You can use this Docker image to start the Apache Spark History Server (SHS) and view the Spark UI locally.
- Install Docker
- Clone this repository and change into the
utilities/spark-ui
directory.
git clone https://github.com/aws-samples/emr-serverless-samples.git
cd emr-serverless-samples/utilities/spark-ui/
- Login to ECR
aws ecr get-login-password --region us-east-1 | docker login --username AWS --password-stdin 755674844232.dkr.ecr.us-east-1.amazonaws.com
- Build the image
docker build -t emr/spark-ui .
You can use a pair of AWS access key and secret key, or temporary AWS credentials. These credentials should have access to the S3 log bucket. If encryption is enabled for the logs stored in the S3 bucket, these credentials should have access to the necessary KMS key as well.
- Set
LOG_DIR
to the location of your Spark eventlogs.
export LOG_DIR=s3://${S3_BUCKET}/logs/applications/$APPLICATION_ID/jobs/$JOB_RUN_ID/sparklogs/
- Set
EXECUTOR_LOG_PATH
to the location of your Executor log files.
export EXECUTOR_LOG_PATH=https://s3.console.aws.amazon.com/s3/object/${S3_BUCKET}/logs/applications/$APPLICATION_ID/jobs/$JOB_RUN_ID/{{CONTAINER_ID}}/{{FILE_NAME}}.gz
- Set your AWS access key and secret key, and optionally session token.
export AWS_ACCESS_KEY_ID="ASIAxxxxxxxxxxxx"
export AWS_SECRET_ACCESS_KEY="yyyyyyyyyyyyyyy"
export AWS_SESSION_TOKEN="zzzzzzzzzzzzzzzzzzzzzzzzzzzzzzzzzzzzzz"
- Run the Docker image
docker run --rm -it \
-p 18080:18080 \
-e SPARK_HISTORY_OPTS="-Dspark.history.fs.logDirectory=$LOG_DIR -Dspark.history.custom.executor.log.url=$EXECUTOR_LOG_PATH -Dspark.hadoop.fs.s3.customAWSCredentialsProvider=com.amazonaws.auth.DefaultAWSCredentialsProviderChain" \
-e AWS_REGION=us-east-1 \
-e AWS_ACCESS_KEY_ID -e AWS_SECRET_ACCESS_KEY -e AWS_SESSION_TOKEN \
emr/spark-ui
- Access the Spark UI via http://localhost:18080
You may get following exception during SHS startup.
-
Issue/Exception: com.amazon.ws.emr.hadoop.fs.shaded.com.amazonaws.services.s3.model.AmazonS3Exception: The ciphertext refers to a customer master key that does not exist, does not exist in this region, or you are not allowed to access. (Service: Amazon S3; Status Code: 403; Error Code: AccessDenied)
Reason: Given user credentials may not have the access to KMS key which is used to encrypt the logs in the S3 bucket.

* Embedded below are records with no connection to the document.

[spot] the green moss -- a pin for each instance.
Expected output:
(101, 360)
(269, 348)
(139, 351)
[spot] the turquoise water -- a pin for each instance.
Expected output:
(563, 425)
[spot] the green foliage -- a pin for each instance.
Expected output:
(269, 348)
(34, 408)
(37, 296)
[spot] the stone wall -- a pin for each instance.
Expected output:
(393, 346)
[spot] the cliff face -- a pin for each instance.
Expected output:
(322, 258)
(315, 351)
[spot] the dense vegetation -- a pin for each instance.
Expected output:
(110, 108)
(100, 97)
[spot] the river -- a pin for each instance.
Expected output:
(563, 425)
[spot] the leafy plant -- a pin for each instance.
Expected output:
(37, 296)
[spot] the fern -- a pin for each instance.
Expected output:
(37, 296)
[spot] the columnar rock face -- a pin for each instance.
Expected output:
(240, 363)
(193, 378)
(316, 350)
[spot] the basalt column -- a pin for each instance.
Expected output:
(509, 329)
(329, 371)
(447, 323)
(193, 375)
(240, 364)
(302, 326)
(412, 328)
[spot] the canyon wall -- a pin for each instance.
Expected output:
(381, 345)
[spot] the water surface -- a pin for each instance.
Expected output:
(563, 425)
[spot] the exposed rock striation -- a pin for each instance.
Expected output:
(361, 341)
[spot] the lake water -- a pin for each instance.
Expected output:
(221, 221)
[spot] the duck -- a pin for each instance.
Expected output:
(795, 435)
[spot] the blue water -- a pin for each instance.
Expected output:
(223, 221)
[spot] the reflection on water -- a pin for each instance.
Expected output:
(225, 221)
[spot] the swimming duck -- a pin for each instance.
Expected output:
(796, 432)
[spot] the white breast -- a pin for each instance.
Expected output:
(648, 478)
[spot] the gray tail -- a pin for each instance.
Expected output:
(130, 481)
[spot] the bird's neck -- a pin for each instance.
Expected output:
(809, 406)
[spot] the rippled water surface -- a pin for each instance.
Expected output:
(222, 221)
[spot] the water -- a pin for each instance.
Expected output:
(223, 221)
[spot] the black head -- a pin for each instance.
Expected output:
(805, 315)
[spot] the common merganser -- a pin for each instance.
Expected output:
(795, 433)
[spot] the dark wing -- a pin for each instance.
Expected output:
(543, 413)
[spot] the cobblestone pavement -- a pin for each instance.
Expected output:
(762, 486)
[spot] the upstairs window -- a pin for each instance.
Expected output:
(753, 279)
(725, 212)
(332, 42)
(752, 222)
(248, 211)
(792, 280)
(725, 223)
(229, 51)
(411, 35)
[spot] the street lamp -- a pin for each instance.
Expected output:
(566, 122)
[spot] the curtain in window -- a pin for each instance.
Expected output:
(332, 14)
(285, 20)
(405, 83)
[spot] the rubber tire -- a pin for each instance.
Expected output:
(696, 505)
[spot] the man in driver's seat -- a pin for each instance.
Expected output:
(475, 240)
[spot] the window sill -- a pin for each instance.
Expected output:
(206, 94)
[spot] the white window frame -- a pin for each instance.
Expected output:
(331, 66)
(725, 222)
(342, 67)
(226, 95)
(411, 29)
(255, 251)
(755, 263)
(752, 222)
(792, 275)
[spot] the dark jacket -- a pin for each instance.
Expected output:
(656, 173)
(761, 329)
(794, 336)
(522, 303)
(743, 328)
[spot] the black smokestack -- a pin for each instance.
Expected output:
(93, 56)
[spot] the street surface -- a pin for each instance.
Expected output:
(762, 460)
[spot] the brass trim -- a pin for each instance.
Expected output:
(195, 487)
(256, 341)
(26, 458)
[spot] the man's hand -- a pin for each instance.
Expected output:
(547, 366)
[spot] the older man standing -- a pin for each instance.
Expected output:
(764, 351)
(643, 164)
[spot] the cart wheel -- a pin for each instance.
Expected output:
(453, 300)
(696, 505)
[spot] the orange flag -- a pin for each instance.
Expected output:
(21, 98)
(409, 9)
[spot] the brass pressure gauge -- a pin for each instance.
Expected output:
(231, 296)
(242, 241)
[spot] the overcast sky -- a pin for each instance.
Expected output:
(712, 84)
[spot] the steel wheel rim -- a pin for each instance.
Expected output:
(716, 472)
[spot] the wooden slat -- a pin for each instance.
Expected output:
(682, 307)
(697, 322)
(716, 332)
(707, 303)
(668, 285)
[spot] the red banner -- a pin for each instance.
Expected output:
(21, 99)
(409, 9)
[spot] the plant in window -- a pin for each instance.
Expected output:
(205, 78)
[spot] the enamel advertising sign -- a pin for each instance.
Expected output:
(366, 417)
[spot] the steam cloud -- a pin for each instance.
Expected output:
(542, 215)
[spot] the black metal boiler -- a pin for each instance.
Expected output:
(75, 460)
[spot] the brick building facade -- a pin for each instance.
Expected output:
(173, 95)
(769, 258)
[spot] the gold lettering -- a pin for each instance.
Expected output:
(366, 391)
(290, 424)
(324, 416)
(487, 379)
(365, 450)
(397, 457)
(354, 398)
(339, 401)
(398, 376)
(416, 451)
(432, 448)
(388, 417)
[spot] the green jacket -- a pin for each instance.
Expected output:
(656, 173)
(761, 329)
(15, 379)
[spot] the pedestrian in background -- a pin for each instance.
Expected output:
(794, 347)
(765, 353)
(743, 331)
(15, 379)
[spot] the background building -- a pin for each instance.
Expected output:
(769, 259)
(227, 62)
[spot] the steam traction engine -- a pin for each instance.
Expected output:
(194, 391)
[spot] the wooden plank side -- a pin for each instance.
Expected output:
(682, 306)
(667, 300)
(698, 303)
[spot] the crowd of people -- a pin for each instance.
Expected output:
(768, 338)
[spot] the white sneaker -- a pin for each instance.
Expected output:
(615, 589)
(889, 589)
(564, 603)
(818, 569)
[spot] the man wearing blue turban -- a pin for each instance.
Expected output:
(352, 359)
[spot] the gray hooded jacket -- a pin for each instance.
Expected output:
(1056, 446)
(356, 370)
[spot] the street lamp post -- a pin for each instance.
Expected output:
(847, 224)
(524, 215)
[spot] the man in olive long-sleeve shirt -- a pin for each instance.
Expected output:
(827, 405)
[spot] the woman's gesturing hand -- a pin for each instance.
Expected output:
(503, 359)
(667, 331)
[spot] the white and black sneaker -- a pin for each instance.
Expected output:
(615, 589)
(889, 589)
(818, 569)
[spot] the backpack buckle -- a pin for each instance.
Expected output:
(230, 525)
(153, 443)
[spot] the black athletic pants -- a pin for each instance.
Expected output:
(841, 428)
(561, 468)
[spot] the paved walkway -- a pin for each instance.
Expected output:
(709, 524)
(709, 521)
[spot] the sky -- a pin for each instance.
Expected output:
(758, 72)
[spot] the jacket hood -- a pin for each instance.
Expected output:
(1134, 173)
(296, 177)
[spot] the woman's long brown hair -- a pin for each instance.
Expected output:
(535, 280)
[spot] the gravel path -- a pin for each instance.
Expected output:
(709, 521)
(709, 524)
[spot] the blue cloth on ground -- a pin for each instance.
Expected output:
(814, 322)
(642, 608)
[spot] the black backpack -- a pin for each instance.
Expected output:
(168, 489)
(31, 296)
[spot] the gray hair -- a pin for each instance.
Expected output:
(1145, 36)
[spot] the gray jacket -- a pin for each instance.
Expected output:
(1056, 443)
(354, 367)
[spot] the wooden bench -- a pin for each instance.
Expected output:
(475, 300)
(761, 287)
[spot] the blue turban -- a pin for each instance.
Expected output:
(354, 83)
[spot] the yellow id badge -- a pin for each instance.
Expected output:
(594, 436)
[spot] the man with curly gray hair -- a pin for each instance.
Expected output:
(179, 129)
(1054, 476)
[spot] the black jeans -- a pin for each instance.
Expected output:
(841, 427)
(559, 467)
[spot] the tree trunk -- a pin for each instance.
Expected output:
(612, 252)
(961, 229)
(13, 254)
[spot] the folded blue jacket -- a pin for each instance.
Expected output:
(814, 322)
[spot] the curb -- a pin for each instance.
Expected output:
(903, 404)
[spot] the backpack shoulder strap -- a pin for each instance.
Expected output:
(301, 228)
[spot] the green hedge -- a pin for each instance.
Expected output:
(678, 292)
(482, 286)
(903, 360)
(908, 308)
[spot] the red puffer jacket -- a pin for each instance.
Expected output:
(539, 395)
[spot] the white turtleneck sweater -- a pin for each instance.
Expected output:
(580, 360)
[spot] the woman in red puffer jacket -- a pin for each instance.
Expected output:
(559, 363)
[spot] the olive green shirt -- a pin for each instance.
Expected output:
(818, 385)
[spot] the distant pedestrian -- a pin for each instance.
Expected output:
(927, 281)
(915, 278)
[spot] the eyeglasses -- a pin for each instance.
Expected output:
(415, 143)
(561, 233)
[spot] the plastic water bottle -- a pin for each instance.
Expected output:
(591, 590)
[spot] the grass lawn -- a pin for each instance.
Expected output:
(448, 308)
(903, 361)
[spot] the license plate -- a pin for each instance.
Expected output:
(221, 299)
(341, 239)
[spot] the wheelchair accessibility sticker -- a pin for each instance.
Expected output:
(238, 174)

Add KMS policy with decrypt permission and verify.
-
Issue/Exception: com.amazon.ws.emr.hadoop.fs.shaded.com.amazonaws.services.s3.model.AmazonS3Exception: Access Denied (Service: Amazon S3; Status Code: 403; Error Code: AccessDenied)
Reason: Given user credentials may not have the access the S3 bucket. Add S3 policy with read permission and verify.